Laguna Paiva II: comienza el juicio por abandono de niños como delito de lesa humanidad

Por primera vez en el país se juzgará el desamparo de infantes durante el terrorismo de Estado como un delito autónomo. La causa involucra a trabajadores del frigorífico de Nelson y sienta un precedente judicial a nivel nacional.

Luego de 46 años de impunidad, la justicia federal de Santa Fe inicia las jornadas de debate en una causa emblemática que pone el foco en las infancias. Se trata del segundo tramo de la investigación sobre los crímenes cometidos contra trabajadores del frigorífico de Nelson y sus familias, donde por primera vez se juzgará el abandono de personas menores de edad como delito de lesa humanidad.

Federico Pagliero, abogado querellante en la causa, destacó que este proceso sienta jurisprudencia en Argentina al considerar a los niños víctimas de delitos autónomos y no como meras consecuencias colaterales de lo sufrido por sus padres. "Resaltamos la valentía de estas familias de poner el cuerpo y pedir justicia tras décadas de espera", señaló el letrado.

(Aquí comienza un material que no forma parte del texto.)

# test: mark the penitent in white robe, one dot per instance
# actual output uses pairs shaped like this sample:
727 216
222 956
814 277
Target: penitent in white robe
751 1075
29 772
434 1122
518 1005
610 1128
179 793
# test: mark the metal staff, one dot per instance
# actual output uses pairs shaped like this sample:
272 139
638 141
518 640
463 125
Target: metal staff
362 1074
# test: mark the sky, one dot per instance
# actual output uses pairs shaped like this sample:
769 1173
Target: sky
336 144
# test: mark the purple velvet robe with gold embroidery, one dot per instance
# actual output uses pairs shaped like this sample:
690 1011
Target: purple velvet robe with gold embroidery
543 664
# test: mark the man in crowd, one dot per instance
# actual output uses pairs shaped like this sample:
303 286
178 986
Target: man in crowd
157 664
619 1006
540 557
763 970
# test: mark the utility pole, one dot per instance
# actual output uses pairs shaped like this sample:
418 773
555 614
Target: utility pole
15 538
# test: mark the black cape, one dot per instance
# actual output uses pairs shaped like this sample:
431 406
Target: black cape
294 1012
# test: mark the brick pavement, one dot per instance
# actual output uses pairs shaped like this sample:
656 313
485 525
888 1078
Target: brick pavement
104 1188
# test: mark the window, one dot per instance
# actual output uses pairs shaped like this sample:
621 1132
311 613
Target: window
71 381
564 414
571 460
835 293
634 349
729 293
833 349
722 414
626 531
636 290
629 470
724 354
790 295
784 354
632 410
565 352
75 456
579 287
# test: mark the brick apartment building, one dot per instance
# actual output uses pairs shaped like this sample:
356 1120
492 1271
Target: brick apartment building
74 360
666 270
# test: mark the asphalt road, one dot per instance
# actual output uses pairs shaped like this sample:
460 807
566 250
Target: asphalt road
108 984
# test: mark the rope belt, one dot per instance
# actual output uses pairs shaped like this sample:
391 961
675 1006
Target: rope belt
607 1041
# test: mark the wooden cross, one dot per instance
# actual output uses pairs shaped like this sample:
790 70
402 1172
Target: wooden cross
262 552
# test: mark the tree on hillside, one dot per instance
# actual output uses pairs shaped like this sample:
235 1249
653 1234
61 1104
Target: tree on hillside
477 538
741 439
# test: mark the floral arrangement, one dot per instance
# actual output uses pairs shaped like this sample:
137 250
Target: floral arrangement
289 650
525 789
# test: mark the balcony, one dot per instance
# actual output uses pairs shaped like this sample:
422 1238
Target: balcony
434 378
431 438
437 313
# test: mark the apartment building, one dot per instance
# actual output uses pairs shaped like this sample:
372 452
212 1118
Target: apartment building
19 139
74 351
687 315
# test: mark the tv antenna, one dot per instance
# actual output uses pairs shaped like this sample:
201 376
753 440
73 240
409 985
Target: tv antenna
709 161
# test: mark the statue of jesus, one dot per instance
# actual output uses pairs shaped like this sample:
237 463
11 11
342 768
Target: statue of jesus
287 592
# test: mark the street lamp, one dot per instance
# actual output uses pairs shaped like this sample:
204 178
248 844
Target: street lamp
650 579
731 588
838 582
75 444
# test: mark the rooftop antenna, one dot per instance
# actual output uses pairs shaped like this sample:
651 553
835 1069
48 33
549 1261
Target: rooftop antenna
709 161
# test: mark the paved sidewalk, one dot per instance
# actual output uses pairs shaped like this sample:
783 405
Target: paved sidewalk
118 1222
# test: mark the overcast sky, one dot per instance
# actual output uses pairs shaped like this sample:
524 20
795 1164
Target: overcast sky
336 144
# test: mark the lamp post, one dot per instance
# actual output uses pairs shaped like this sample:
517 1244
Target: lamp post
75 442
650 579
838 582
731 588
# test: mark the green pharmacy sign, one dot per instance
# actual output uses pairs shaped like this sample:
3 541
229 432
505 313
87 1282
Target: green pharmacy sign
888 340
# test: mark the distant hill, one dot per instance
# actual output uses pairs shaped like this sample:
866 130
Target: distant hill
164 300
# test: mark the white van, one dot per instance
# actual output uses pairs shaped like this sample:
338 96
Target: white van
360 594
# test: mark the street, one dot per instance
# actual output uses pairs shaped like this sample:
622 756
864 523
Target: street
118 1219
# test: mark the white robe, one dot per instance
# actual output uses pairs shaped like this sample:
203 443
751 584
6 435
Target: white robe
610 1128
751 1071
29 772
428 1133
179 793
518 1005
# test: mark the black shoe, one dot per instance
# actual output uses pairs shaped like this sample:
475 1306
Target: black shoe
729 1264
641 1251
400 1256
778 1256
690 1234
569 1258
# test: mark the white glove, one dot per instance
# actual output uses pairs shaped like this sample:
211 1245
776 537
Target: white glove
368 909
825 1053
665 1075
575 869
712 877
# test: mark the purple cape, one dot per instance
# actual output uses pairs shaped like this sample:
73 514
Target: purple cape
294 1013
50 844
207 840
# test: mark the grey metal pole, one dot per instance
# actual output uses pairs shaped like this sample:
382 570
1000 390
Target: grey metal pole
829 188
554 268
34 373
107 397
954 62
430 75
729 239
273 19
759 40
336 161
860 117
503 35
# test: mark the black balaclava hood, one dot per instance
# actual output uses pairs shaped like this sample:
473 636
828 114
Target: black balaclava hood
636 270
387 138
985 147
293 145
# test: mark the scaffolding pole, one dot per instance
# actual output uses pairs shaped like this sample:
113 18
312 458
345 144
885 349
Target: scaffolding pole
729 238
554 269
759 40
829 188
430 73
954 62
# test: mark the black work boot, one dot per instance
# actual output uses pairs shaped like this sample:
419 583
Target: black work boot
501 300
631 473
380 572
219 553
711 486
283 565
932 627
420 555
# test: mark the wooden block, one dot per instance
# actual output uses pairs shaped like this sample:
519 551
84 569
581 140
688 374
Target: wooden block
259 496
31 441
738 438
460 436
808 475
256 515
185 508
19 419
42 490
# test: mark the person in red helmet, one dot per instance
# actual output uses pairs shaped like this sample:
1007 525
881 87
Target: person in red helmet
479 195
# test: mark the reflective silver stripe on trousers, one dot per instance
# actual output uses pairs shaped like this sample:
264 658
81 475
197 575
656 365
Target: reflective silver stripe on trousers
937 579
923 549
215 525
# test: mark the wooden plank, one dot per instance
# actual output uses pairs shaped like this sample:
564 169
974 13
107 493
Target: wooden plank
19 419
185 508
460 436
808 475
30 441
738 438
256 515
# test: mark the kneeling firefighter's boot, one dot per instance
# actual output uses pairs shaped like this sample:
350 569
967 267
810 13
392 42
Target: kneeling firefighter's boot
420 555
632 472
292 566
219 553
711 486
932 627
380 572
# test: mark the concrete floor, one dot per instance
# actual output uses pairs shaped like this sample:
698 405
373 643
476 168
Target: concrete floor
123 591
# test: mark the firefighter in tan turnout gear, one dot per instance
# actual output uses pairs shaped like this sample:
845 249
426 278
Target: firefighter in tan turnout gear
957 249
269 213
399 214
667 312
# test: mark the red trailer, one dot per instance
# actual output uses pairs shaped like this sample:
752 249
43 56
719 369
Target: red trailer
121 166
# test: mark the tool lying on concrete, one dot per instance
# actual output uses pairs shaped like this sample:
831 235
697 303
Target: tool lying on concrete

Nuevos imputados y el rol de la justicia

A diferencia del juicio anterior (Laguna Paiva 1), esta etapa se centra en los hijos y sobrinos de los obreros, incorporando nuevos nombres al banquillo de los acusados: Antonio Pavellotti (exsubjefe del D-2, centro clandestino de detención), Cayetano Valdés (reconocido por las víctimas en rondas de identificación), Víctor Brusa (exjuez federal que se suma a esta causa como imputado), Eduardo Riuli (ya condenado en el primer tramo del juicio).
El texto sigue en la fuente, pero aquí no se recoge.